UN Conventional Arms Register Shows Export Decrease in 1999

November 2000

By Wade Boese

Made public in early October, the 1999 UN Register of Conventional Arms revealed the lowest annual export total ever reported in the register's eight years of operation. Despite a continued lack of participation by more than half the countries in the world, the register provides a fairly comprehensive picture of the global heavy weapons trade in 1999 because most major arms exporters, excluding Russia and China, made submissions. The United States was again the leading individual weapons exporter, though European countries together accounted for more than 60 percent of the reported arms shipments.

Established in 1992, the register calls on countries to voluntarily report their annual exports and imports of battle tanks, armored combat vehicles (ACVs), large-caliber artillery, combat aircraft, attack helicopters, warships, and missiles and missile launchers. Countries may also report on military holdings. By promoting transparency in the arms trade, the register is intended to help prevent destabilizing accumulations of offensive conventional arms.

Led by 18 European countries, the 23 states reporting exports shipped a total of 5,396 weapons. With 1,839 deliveries, the United States accounted for more than a third of this tally. Bulgaria ranked second with exports totaling 1,431, and Ukraine placed a distant third with 649 transfers.

According to the exporter data, nearly 60 percent of the exports went to Europe. Unusually, Africa was the second leading destination, accounting for 854 of the reported exports, more than two-thirds of which came from Bulgaria and Ukraine. Angola, Sierra Leone, Ethiopia, and Eritrea, which have been embroiled in armed conflict in recent years, all appeared on exporter rolls.

Typically a leading weapons importer, the Near East slipped below Asia in 1999 arms receipts, according to the exporter data. Exporters reported that Asian nations, not including South Asia, received 569 weapons deliveries, half of which were missiles, while 10 Near East states accounted for 317 of the reported exports. The reduced level of Near East arms shipments reflects the winding down of delivery contracts for major arms buys in the aftermath of the 1991 Persian Gulf War and a slowing in new buys, attributable, in part, to low oil prices and the process of integrating previously purchased weaponry into the region's armed forces.

Forty countries reported importing 4,378 arms in 1999. Almost half the reported imports were claimed by 25 European countries, though South Korea led all importers with 1,204 weapons receipts, almost all of which were missiles and missile launchers from the United States. Switzerland ranked second with 500 imports, all of which were U.S. TOW anti-tank missiles without warheads.

As in previous years, significant discrepancies existed between reported imports and exports. For instance, the United States reported shipping only 4 AIM-120 missiles to Switzerland and no TOW missiles. An August report by a group of governmental experts charged with reviewing the register's operation suggested that the differences could stem from "the lack of a common definition of a transfer." Finding a common definition, according to the experts, is "complicated by differing national practices" for arms exports and imports.

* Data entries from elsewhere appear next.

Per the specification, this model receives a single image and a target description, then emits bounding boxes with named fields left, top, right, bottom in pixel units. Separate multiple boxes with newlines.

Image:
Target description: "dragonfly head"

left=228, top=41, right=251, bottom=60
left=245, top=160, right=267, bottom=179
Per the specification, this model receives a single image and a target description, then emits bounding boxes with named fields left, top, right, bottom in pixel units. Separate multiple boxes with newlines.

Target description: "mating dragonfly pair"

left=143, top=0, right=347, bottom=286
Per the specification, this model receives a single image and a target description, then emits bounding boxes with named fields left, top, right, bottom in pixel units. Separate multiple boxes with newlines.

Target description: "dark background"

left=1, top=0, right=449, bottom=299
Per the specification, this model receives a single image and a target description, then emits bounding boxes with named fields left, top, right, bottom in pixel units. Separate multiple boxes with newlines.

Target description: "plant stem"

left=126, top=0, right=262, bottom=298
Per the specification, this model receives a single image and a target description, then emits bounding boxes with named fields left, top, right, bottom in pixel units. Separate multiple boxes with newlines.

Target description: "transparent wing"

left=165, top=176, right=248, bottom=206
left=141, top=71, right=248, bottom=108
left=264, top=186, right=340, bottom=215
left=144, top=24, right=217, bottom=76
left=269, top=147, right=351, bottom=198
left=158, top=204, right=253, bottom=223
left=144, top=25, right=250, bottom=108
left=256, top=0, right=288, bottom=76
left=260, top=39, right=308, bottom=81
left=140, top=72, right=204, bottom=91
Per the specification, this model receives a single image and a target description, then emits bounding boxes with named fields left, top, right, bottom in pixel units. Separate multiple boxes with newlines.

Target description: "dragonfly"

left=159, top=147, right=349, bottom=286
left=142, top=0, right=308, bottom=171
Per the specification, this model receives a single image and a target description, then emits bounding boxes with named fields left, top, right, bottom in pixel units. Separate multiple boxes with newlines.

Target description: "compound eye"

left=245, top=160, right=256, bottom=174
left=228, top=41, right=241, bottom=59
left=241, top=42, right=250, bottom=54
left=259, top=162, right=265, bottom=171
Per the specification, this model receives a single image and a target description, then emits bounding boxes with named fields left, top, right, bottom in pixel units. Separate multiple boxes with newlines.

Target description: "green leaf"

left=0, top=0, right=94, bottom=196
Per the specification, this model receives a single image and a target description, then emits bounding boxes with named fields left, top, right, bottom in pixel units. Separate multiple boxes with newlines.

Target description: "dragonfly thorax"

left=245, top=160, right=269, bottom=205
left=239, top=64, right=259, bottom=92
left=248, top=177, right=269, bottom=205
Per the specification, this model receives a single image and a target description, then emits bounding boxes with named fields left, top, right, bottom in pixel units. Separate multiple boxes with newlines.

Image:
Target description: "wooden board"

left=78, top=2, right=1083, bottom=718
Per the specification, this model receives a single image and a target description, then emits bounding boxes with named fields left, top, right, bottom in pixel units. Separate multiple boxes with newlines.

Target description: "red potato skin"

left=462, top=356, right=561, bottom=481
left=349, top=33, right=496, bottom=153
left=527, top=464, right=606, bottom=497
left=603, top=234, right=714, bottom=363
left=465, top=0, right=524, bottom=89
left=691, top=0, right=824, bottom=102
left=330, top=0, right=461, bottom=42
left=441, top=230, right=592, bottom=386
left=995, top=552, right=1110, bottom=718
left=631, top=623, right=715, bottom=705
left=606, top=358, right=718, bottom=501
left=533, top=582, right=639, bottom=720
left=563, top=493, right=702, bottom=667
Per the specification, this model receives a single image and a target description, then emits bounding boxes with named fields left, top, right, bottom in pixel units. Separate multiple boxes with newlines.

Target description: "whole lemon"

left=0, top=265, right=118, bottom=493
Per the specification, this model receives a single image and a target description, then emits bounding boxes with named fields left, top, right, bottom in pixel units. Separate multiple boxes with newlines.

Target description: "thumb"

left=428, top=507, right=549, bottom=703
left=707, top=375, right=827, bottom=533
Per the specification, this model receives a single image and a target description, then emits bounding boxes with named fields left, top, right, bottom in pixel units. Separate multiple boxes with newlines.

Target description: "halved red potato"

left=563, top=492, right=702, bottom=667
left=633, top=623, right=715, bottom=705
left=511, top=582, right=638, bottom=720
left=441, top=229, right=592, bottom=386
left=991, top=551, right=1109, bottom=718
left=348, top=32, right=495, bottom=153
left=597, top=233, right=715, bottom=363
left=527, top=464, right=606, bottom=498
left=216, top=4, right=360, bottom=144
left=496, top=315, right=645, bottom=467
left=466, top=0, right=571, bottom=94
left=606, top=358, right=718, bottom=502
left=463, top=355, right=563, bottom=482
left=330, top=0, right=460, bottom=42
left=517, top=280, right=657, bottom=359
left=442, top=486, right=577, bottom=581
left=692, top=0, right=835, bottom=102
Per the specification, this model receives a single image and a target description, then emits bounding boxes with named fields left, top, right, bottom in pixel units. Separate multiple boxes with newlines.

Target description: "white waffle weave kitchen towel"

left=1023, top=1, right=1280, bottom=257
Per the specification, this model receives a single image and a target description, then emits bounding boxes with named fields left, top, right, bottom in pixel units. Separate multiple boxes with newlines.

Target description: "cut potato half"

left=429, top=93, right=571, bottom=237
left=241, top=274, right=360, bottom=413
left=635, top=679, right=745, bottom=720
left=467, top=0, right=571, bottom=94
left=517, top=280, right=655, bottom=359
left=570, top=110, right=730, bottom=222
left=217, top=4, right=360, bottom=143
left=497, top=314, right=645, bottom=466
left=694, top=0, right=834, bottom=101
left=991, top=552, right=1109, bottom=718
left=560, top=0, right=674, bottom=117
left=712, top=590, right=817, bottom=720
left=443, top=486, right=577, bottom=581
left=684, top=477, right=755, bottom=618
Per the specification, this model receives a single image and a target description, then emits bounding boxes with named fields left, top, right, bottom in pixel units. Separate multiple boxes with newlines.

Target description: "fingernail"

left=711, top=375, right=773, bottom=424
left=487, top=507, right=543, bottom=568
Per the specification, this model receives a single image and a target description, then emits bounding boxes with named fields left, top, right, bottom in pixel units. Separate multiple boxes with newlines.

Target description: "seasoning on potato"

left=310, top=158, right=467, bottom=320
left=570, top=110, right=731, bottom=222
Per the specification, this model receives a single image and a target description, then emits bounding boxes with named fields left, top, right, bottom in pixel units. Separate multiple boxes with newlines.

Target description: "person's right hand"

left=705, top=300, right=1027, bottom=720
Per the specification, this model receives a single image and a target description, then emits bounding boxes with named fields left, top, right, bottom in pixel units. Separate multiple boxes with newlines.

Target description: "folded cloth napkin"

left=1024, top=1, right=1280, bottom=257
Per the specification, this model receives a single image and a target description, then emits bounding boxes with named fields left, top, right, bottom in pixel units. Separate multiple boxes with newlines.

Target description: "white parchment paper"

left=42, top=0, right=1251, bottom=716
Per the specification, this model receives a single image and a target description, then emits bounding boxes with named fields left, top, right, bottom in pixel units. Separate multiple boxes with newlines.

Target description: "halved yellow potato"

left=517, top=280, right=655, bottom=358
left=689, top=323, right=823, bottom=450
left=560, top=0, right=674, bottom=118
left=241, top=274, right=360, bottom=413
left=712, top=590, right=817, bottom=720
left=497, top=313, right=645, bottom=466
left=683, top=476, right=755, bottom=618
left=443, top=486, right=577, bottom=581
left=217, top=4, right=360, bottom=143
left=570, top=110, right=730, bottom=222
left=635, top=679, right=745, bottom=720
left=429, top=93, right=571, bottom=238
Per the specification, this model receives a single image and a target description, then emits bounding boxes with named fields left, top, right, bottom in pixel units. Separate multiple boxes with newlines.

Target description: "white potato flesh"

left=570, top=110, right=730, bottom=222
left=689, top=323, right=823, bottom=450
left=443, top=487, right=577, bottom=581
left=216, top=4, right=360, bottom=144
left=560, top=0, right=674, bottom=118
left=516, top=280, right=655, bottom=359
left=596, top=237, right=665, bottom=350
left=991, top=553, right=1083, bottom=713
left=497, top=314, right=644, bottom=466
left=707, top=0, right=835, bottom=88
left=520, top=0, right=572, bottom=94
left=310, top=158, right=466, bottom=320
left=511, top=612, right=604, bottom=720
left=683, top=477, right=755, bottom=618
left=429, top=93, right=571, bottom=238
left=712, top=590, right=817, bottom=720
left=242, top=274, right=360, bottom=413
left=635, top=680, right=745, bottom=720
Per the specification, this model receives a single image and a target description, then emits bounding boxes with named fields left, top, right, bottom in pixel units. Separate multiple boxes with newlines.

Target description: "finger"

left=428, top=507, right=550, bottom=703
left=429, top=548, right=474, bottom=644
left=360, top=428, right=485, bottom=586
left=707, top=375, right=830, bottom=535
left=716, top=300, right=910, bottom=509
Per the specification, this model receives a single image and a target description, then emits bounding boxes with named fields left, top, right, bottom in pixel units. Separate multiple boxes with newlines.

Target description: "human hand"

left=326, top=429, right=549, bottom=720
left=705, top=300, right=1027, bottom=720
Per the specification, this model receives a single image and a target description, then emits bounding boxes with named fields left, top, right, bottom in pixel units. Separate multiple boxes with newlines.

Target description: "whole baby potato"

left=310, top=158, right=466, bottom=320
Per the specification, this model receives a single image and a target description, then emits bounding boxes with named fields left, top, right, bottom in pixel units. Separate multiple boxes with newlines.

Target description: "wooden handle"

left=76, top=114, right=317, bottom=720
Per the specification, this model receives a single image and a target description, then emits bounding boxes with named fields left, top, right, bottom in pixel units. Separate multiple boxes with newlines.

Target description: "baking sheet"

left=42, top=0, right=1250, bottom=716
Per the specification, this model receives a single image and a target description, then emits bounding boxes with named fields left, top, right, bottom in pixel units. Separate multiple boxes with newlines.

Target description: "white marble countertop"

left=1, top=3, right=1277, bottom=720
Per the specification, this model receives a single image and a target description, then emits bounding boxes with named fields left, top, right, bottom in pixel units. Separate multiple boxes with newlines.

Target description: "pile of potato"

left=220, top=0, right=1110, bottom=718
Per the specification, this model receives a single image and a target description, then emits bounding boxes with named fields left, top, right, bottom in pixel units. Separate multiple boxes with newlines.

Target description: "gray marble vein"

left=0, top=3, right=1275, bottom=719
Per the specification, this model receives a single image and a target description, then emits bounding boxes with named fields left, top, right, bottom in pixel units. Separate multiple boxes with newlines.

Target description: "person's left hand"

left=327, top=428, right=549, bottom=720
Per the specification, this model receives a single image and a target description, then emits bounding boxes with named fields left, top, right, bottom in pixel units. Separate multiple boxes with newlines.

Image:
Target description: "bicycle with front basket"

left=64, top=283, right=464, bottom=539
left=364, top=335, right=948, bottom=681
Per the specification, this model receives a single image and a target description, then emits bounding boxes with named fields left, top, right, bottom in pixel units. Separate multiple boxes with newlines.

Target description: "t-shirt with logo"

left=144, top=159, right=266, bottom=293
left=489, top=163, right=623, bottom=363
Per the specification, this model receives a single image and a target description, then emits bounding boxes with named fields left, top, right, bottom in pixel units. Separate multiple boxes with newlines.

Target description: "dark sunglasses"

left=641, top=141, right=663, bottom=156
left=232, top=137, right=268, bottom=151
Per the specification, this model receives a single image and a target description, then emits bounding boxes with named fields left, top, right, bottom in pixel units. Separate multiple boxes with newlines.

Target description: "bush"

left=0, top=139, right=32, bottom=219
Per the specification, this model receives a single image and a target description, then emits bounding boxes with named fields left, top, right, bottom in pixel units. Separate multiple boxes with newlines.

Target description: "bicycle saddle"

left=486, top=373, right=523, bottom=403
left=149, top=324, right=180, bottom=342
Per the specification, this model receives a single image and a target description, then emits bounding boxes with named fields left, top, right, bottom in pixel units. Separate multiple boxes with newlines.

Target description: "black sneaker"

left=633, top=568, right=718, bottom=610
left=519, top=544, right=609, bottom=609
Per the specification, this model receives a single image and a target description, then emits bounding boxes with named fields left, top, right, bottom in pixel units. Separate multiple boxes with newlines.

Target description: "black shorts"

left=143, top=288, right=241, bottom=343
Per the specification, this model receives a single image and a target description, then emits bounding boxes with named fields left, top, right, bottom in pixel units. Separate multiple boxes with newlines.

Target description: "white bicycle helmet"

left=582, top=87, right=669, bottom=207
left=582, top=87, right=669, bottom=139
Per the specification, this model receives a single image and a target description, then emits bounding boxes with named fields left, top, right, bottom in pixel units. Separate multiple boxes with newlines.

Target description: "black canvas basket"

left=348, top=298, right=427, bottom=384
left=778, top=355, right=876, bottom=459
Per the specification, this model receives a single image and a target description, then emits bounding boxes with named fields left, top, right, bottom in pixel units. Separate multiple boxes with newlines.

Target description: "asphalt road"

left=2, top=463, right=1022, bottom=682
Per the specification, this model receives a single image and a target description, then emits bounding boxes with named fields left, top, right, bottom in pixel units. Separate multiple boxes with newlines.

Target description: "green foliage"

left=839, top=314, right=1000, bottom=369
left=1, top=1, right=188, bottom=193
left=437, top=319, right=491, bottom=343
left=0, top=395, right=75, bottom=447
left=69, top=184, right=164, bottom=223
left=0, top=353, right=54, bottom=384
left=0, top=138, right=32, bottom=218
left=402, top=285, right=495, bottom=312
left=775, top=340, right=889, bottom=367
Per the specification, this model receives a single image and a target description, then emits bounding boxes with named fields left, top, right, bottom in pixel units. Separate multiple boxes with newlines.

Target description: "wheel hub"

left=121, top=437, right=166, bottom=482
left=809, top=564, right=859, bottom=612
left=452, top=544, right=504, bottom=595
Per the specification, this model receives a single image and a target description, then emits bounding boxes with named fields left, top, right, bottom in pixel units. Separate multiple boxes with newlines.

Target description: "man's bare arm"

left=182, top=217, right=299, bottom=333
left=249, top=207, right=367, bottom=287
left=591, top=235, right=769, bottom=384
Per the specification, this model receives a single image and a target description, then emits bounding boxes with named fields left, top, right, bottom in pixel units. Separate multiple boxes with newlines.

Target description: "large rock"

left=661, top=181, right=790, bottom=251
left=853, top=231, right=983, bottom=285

Register participation in 1999 increased from the previous year, rising to 84 initial reports from 74, but country submissions still fell short of the more than 90 that were made in every year before 1998. European countries accounted for half of the 1999 submissions, while just five African states and only one Near East state, Israel, volunteered information. Thirty-five of the participating countries submitted "nil" reports for both exports and imports.

The group of governmental experts reported that during the register's brief history "almost all the significant suppliers and recipients…[have] submitted reports regularly" and that 149 governments have participated at least once. In 1997, the last time a group of governmental experts reviewed the register, the figure stood at 138.

Arab states have generally boycotted the register, arguing for a category for weapons of mass destruction in order to have Israel report on its nuclear weapons program. China ceased its participation indefinitely in 1998 to protest the United States including arms transfers to Taiwan in the U.S. submission.